От изумления я потеряла дар речи. Смерть и Доминик представлялись абсолютно несовместимыми вещами — он всегда был здоров как бык, берег себя с осторожностью недоверчивого кота, вел самый правильный образ жизни, был далек от ипохондрии, прислушивался к своему организму, словно к дорогому и чуткому хронометру, и казался абсолютно несокрушимым. Каким это чудом он мог оказаться мертвым?
— Это невозможно, — сказала я, пребывая в легком остолбенении. — Почему? Что с ним случилось?! А вы убеждены, что он мертв? Я не верю.
— К сожалению, это факт. Пан Доминик мертв.
— И все равно не верю. Как, черт возьми, он мог умереть? У него было идеальное здоровье, ездил он всегда осторожно, избегал всяческого риска... От чего он умер?
— Его убили. В его собственном доме в Лесной Тишине, как раз тогда, когда вы там находились.
Я расстроилась, но это было не самое благородное чувство — полное скорее злости, чем жалости, к тому же с привкусом скандальности.
С ума он, что ли, сошел, всегда так невероятно остерегался, даже цунами боялся, такой предусмотрительный, такой осторожный — и позволил себя убить?! Не иначе как его прикончили из пушки, из дальнобойного орудия или авиабомбой... Видно, достал он кого-то сверх всякой меры!
— Ни в какой Лесной Тишине я не находилась и вообще не знаю, где это, — рассеянно сказала я, занятая своими мыслями. — Интересно, кто же это его кокнул и как?

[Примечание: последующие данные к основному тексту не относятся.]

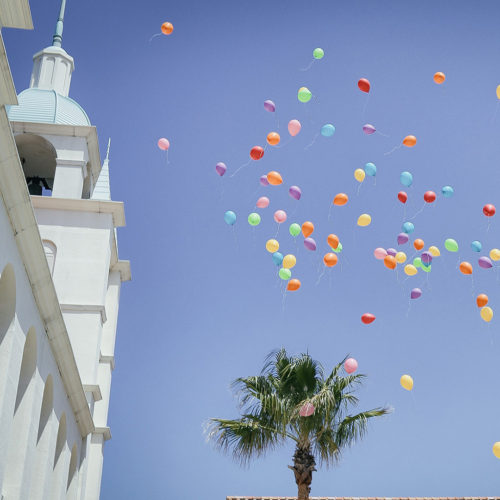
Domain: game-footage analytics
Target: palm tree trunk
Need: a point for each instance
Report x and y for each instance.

— По моему мнению, будет лучше, если ты сразу признаешься, — ледяным тоном посоветовала бабуля. — А если проявишь раскаяние, то, думаю, суд примет твое раскаяние как смягчающее обстоятельство.
— Девочка моя, ты действительно убила того пана? — озабоченно спросил дядя Филипп.
— Если уж ваши родственники высказываются так напрямую, то я тоже хотел бы получить ответ на этот вопрос, — любезно присоединился к ним майор. — Вы убили Доминика Доминика?
Должен сказать, что многое свидетельствует в пользу этого.
Да что они все — с ума посходили, что ли?!
— Я даже не представляю, каким образом могла бы его убить, — разозлилась я. — Выстрелить из ружья? С большого расстояния, с телеобъективом.., нет, извините, как его там.., с оптическим прицелом?